AMD: Addressing the challenge of energy-efficient computing

Interested in learning what’s next for the gaming industry? Join gaming executives to discuss emerging parts of the industry this October at GamesBeat Summit Next. Learn more.

Back in 2014, Advanced Micro Devices set an aggressive goal of 25×20, or reaching 25 times better energy efficiency for its processors and graphics chips by 2020. The company exceeded that goal, and now it has set a new 30×25 goal, or 30 times better energy efficiency by 2025 in the machine learning and high-performance computing space in data centers.

I talked about this ambition with Sam Naffziger, who is AMD senior vice president, corporate fellow and product technology architect. Naffziger said that AMD’s graphics processing units (GPUs) and central processing units (CPUs) have undergone big changes over the past few generations as the company tries to balance the demands of enthusiast gamers, data center computing, and the need to deliver better power efficiency and performance-per-watt.
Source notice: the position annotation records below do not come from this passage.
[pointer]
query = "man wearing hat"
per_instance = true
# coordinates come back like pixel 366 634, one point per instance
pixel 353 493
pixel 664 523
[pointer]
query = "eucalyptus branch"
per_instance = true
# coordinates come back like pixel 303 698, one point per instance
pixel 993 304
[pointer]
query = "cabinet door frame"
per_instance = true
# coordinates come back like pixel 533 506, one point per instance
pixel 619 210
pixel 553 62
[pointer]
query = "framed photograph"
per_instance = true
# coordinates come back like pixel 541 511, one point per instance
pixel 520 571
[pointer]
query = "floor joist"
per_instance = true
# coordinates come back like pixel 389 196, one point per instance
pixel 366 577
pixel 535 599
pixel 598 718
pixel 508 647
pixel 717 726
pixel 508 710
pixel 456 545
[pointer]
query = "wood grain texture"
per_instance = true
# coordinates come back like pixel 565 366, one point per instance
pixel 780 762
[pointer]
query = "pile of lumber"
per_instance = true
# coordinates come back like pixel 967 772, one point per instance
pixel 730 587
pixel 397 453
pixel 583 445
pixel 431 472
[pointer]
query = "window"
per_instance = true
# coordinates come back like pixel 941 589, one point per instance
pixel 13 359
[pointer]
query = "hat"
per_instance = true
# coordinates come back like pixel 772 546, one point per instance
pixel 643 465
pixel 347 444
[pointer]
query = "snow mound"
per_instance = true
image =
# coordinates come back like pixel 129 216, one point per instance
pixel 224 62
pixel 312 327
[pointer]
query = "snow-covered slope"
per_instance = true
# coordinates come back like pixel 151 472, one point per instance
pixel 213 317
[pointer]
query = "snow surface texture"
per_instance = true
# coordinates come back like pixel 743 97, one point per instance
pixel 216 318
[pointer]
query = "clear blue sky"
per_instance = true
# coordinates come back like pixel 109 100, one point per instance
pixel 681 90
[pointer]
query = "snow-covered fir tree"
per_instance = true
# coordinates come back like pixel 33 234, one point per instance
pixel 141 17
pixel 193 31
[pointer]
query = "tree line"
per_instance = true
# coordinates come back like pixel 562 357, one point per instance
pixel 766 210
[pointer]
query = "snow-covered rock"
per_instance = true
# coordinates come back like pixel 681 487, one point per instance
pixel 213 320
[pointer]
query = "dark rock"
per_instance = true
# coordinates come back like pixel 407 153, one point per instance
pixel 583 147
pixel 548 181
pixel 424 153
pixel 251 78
It’s a recognition that performance isn’t the only valuable metric to pursue. If our data centers melt the polar ice caps, they’re not very valuable anymore. While the chip industry is bumping up against the limits of Moore’s Law, Naffziger says he has a lot of confidence in the industry and his fellow engineers to innovate.

Here’s an edited transcript of our interview.

Samuel Naffziger is AMD senior vice president, corporate fellow and product technology architect. Image courtesy AMD.

VentureBeat: Can you tell us about your background and AMD’s interest in energy efficiency?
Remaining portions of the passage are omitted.